According to the mass ratio, respectively, acetyl chloride (8%), disulfide dichloride (1.5%), thionyl chloride (0.2%), NN-dimethylformamide (4%), sulfuric acid or chlorosulfonic acid (1%), chloroacetyl chloride (82%), manganese sulfate or manganese chloride (0.5%), ferric sulfate or ferric trichloride (1%) and zinc sulfate or zinc chloride (2%) are fed into an enamel reaction kettle with a stirring device, and after being uniformly mixed under stirring, the mixture is transferred to an enamel tank for storage, so that the catalyst is obtained for later use. Closing direct channels of a main chlorination reaction kettle and an auxiliary chlorination reaction kettle which are connected in series, respectively putting 200 liters of glacial acetic acid and 24 liters of the catalyst into the main chlorination reaction kettle and the auxiliary chlorination reaction kettle which are 300 liters, starting a two-stage condenser, starting heating after the temperature of a second-stage low-temperature condensing medium is reduced to 253K, introducing chlorine when the temperature of the main kettle is increased to 353K, introducing unreacted chlorine into the auxiliary kettle, and controlling the material temperature of the auxiliary kettle to be 363 +/-5K. The temperature of the main kettle is changed, the temperature of the materials is controlled to be 378 +/-5K within 2 hours of reaction, and the temperature of the materials is controlled to be 383 +/-5K after the reaction is carried out for 2 hours. When the specific gravity of the chlorination liquid in the main kettle rises to d_353K=1.32, the temperature of the chloridized liquid in the main kettle is reduced to 378 +/-3K when the specific gravity d of the chloridized liquid is_353KAnd when the chlorine is not less than 1.355, closing the chlorine, keeping the temperature for 1 hour, and then discharging the main kettle to the crystallization kettle. The monochloroacetic acid content in the obtained chlorination solution is 94.3 wt%, and the dichloroacetic acid content is 4.2 wt%. Adding 92 liters of mother liquor into a crystallization kettle in which the chlorination liquid is put, and carrying out temperature reduction crystallization under the stirring program. After the crystallization is completed, vacuum suction filtration separation is carried outAnd (5) mother liquor to obtain the product.

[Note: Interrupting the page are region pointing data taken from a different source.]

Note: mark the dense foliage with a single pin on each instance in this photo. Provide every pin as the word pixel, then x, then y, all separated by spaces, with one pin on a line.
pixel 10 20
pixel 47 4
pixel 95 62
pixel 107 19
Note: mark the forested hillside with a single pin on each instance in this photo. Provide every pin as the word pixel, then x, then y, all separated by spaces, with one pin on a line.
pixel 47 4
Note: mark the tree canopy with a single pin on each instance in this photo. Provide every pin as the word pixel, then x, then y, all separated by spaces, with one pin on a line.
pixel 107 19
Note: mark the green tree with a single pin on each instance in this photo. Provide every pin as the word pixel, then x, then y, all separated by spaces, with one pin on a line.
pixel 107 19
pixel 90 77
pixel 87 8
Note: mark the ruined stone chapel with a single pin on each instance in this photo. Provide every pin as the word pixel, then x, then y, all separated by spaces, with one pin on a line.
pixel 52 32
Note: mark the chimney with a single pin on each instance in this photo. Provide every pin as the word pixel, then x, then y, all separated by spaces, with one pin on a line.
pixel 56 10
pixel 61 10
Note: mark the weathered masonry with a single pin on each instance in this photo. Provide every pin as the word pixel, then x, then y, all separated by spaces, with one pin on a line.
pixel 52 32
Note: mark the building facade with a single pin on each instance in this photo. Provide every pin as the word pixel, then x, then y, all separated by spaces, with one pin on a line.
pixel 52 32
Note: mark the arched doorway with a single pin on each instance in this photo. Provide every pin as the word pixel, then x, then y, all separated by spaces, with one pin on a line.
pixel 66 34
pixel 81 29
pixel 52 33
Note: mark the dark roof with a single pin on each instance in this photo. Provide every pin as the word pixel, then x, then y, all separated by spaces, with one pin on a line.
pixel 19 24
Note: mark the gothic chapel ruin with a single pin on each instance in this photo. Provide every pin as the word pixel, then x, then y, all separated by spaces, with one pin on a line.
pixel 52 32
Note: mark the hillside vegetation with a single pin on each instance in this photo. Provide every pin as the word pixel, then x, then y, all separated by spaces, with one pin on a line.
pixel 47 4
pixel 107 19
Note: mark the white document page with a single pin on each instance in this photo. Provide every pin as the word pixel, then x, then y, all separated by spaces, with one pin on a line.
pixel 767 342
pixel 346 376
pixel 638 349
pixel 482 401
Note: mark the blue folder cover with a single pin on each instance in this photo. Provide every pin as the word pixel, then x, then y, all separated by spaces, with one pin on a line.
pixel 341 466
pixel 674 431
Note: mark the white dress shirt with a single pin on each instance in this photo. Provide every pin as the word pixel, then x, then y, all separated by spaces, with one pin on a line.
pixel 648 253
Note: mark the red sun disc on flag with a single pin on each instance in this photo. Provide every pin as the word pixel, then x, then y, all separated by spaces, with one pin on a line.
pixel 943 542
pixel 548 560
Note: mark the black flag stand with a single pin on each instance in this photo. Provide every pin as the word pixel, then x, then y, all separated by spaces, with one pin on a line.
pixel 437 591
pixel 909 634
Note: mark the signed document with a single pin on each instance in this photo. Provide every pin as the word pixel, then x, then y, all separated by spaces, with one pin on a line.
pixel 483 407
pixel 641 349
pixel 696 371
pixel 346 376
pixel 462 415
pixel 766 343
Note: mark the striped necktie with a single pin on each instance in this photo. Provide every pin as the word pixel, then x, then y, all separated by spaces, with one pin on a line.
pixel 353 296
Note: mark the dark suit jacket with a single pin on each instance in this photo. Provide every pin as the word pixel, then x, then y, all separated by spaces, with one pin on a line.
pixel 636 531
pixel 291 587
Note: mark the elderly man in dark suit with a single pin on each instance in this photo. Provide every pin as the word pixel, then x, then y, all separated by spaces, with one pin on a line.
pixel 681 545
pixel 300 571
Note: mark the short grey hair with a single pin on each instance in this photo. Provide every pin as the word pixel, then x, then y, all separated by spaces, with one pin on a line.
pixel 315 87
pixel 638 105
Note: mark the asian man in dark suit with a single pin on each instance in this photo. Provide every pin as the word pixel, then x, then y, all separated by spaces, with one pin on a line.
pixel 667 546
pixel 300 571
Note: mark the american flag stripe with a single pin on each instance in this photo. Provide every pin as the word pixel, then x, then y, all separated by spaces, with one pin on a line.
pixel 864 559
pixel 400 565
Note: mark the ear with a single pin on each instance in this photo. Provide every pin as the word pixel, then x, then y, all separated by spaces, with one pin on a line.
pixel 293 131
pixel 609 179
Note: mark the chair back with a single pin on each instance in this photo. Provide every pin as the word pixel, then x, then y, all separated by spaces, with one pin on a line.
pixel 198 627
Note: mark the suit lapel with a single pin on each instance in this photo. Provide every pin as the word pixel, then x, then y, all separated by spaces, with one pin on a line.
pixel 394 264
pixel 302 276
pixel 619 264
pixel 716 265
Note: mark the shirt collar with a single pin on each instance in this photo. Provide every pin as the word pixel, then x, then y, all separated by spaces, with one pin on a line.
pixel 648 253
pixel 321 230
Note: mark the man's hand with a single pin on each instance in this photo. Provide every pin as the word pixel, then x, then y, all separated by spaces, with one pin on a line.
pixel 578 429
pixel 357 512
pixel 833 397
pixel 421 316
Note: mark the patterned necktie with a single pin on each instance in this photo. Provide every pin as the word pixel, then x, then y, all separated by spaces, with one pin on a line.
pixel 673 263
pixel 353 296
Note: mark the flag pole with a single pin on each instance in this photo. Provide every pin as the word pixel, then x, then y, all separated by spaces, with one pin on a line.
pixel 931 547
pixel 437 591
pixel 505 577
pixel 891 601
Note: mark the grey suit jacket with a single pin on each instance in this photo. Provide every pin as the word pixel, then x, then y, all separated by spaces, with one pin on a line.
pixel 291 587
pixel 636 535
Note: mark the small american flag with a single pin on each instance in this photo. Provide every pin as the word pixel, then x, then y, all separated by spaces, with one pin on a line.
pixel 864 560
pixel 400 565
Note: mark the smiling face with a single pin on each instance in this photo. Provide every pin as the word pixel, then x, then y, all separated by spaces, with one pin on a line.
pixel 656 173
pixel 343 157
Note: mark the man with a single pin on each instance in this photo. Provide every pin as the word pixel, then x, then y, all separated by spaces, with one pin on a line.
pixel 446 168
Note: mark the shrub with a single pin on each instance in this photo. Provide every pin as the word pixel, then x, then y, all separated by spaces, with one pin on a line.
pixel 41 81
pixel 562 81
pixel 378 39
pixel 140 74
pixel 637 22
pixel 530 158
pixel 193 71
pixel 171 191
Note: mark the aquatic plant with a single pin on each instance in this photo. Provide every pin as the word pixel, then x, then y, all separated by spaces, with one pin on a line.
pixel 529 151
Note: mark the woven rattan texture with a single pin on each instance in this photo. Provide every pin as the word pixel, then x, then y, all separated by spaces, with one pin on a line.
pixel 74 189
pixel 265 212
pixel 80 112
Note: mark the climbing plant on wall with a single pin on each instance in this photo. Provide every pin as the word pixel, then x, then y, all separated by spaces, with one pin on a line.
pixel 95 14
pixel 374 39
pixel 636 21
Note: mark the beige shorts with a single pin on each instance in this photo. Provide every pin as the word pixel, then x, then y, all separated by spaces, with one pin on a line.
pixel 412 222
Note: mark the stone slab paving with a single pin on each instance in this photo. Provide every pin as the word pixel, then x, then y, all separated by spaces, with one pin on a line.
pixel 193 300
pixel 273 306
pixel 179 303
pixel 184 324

And after the main kettle is unloaded, the materials are fed again according to the proportion, and the materials are used as an auxiliary kettle, and the original auxiliary kettle is used as the main kettle for cyclic operation. The average reaction period was 8 hours, the yield was 90%, the monochloroacetic acid content of the product was 99.0 (wt)%, and the dichloroacetic acid content was 0.7 (wt)%.

Claims (6)

1. A liquid catalyst for producing high-purity chloroacetic acid is characterized in that the components and the weight contents of the composition of the liquid catalyst comprise: acetyl chloride (1-15%), dithio dichloride (1-10%), thionyl chloride (0.1-1%), N, N-dimethylformamide (0.1-15%), inorganic acid (0.1-5%), chloroacetyl chloride (50-95%), iron salt (0.1-10%), zinc salt (0.1-10%) and manganese salt (0.1-10%);

2. the catalyst of claim 1, wherein the inorganic acid is selected from sulfuric acid, nitric acid, chlorosulfonic acid, or a mixture thereof;

3. the catalyst of claim 1, wherein the iron salt is Fe₃(SO₄)₂、FeCl₃、Fe(NO₃)₃Selecting;

4. catalyst according to claim 1, characterized in that the zinc salt is in ZnSO₄、ZnCl₂、Zn(NO₃)₂Selecting;

5. catalyst according to claim 1, characterized in that the manganese salt is in MnCl₂、Mn(NO₃)₂、MnSO₄Selecting;

6. the method for producing chloroacetic acid by using the catalyst of claim 1 for catalyzing chlorination of acetic acid is characterized in that the catalyst components are mixed according to a certain proportion and then put into a chlorination reaction kettle, glacial acetic acid is put into the chlorination reaction kettle, chlorine gas is introduced, the chlorination reaction temperature is 363-400K, the medium temperature in a condenser is 243-255K, when the chlorination solution ratio is 1.35-1.37 when the chlorination solution ratio is 353K, the reaction end point is reached, the chlorine gas is closed, the temperature is kept for 0.5-2 hours, the product is obtained through crystallization and separation, the materials are put again in an empty kettle, and the cycle operation is carried out.